Using the two points, I managed to get the equation of the transverse axis as: $x – 3y + 14 = 0$
Conjugate axis as: $3x + y – 8 = 0$
Centre = $(1,5)$
$2ae =$ Distance between the foci = $ \sqrt{40} $
But now, to get the equation of the Hyperbola, I can use the definition of hyperbola which says
$($Distance from conjugate axis$)^2/a^2 – ($Distance from transverse axis$)^2/b^2 =1$
But I am having trouble finding the '$a$' and '$b$' values.

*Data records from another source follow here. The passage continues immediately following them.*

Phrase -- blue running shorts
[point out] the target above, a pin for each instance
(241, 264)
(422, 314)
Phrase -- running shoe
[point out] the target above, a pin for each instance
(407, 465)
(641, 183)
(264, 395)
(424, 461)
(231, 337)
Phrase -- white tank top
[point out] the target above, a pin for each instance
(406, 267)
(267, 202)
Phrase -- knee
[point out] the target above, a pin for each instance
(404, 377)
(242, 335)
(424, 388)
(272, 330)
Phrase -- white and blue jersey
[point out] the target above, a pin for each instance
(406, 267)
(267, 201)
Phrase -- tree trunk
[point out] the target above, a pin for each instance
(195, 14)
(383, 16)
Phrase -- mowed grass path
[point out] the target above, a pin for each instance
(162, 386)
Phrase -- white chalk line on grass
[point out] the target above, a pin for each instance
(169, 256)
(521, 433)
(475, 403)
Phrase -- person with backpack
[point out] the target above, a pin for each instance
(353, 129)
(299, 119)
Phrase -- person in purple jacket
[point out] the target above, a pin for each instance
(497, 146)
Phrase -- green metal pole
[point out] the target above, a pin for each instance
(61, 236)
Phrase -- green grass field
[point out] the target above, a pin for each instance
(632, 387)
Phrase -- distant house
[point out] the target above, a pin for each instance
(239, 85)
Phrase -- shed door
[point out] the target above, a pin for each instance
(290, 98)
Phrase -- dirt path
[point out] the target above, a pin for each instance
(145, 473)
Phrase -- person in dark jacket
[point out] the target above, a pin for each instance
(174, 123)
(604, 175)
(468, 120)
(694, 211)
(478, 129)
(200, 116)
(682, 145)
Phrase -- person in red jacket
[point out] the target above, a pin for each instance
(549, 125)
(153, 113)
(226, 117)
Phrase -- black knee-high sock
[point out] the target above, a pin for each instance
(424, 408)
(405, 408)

I know I need to make use of the condition that $y$ axis is one of the tangents
Best Answer
The locus of intersections of tangents to a hyperbola with perpendiculars drawn from each focus is a circle with radius equal to the semimajor axis.
So, you can take either $A_1(0,4)$ or $A_2(0,6)$ as the intersection point and compute its distance from the center $C$ to get $a$, then use $f^2=a^2+b^2$ to find $b$.
In the same vein, all points symmetric to a focus with respect to tangents to the hyperbola lie on a circle with radius equal to twice the semimajor axis centered on the other focus:
Therefore, you can compute $2a$ by either taking $B_1(2,4)$ and finding its distance from $(4,6)$ or taking $B_2(-4,6)$ and finding its distance from $(-2,4)$. From there you can again recover $b$ via the equation $f^2=a^2+b^2$.
With the semiaxis lengths, center and transverse axis in hand, producing an equation for the hyperbola should be a simple matter. Note that for this equation, you really need $a^2$ and $b^2$ and not $a$ and $b$ themselves, so you can avoid taking any square roots in the above calculations.